%%%%%%%%%%%%%%%%%%%%%%%%%%%%%%%%%%%%%%%%%%%%%%
% Q learning of single agent move in N rooms
% Matlab Code companion of
% Q Learning by Example
%
%%%%%%%%%%%%%%%%%%%%%%%%%%%%%%%%%%%%%%%%%%%%%
function q=ReinforcementLearning
clc;
format short
format compact
% Two input: R and gamma
% immediate reward matrix;
% row and column = states; -Inf = no door between room
R=[-inf,-inf,-inf,-inf, 0, -inf;
-inf,-inf,-inf, 0,-inf, 100;
-inf,-inf,-inf, 0,-inf, -inf;
-inf, 0, 0,-inf, 0, -inf;
0,-inf,-inf, 0,-inf, 100;
-inf, 0,-inf,-inf, 0, 100];
gamma=0.80; % learning parameter
q=zeros(size(R)); % initialize Q as zero,q的行数和列数等于矩阵R的。
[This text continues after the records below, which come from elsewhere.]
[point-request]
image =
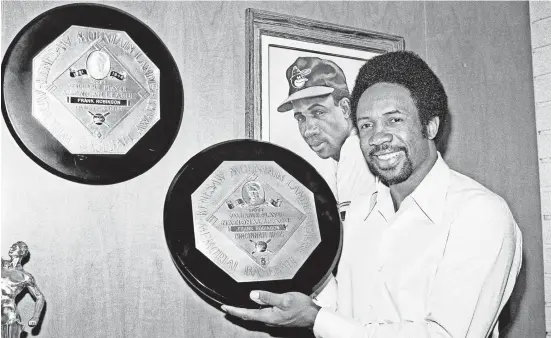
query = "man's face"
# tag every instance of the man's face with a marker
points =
(322, 124)
(15, 251)
(390, 133)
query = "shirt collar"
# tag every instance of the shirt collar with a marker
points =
(430, 194)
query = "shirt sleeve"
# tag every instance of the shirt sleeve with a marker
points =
(472, 283)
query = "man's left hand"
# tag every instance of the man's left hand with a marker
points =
(292, 309)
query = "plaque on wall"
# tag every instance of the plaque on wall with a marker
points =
(248, 215)
(91, 94)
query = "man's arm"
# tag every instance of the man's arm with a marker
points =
(39, 301)
(472, 282)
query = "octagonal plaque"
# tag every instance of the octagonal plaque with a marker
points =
(248, 215)
(95, 91)
(91, 94)
(255, 221)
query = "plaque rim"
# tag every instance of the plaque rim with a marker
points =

q1=ones(size(R))*inf; % initialize previous Q as big number
count=0; % counter
for episode=0:50000
% random initial state
y=randperm(size(R,1));%产生1到6的随机数%a=size(R,1)把矩阵R的行数返回给a,b=size(R,2)把矩阵R的列数返回给b
state=y(1); %取1到6的随机数的第一个数
% select any action from this state
x=find(R(state,:)>=0); % find possible action of this state.返回矩阵R第state行所有列中不小于零的数据的下标
if size(x,1)>0,
x1=RandomPermutation(x); % randomize the possible action
x1=x1(1); % select an action
end
qMax=max(q,[],2);
q(state,x1)= R(state,x1)+gamma*qMax(x1); % get max of all actions
state=x1;
% break if convergence: small deviation on q for 1000 consecutive
if sum(sum(abs(q1-q)))<0.0001 & sum(sum(q >0))
if count>1000,
episode % report last episode
break % for
else
count=count+1; % set counter if deviation of q is small
end
else
q1=q;
count=0; % reset counter when deviation of q from previous q is large
end
end
%normalize q
g=max(max(q));
if g>0,
q=100*q/g;
end
% The code above is using basic library RandomPermutation below
function y=RandomPermutation(A)
%%%%%%%%%%%%%%%%%%%%%%%%%%%%%%%%%
% return random permutation of matrix A
% unlike randperm(n) that give permutation of integer 1:n only,
% RandomPermutation rearrange member of matrix A randomly
% This function is useful for MonteCarlo Simulation,
% Bootstrap sampling, game, etc.
%
% Copyright Kardi Teknomo(c) 2005
% (http://people.revoledu.com/kardi/)
%
% example: A = [ 2, 1, 5, 3]
% RandomPermutation(A) may produce [ 1, 5, 3, 2] or [ 5, 3, 2, 3]
%
% example:
% A=magic(3)
% RandomPermutation(A)
%%%%%%%%%%%%%%%%%%%%%%%%%%%%%%%%%%%
[r,c]=size(A);
b=reshape(A,r*c,1); % convert to column vector
x=randperm(r*c); % make integer permutation of similar array as key
w=[b,x']; % combine matrix and key
d=sortrows(w,2); % sort according to key
y=reshape(d(:,1),r,c); % return back the matrix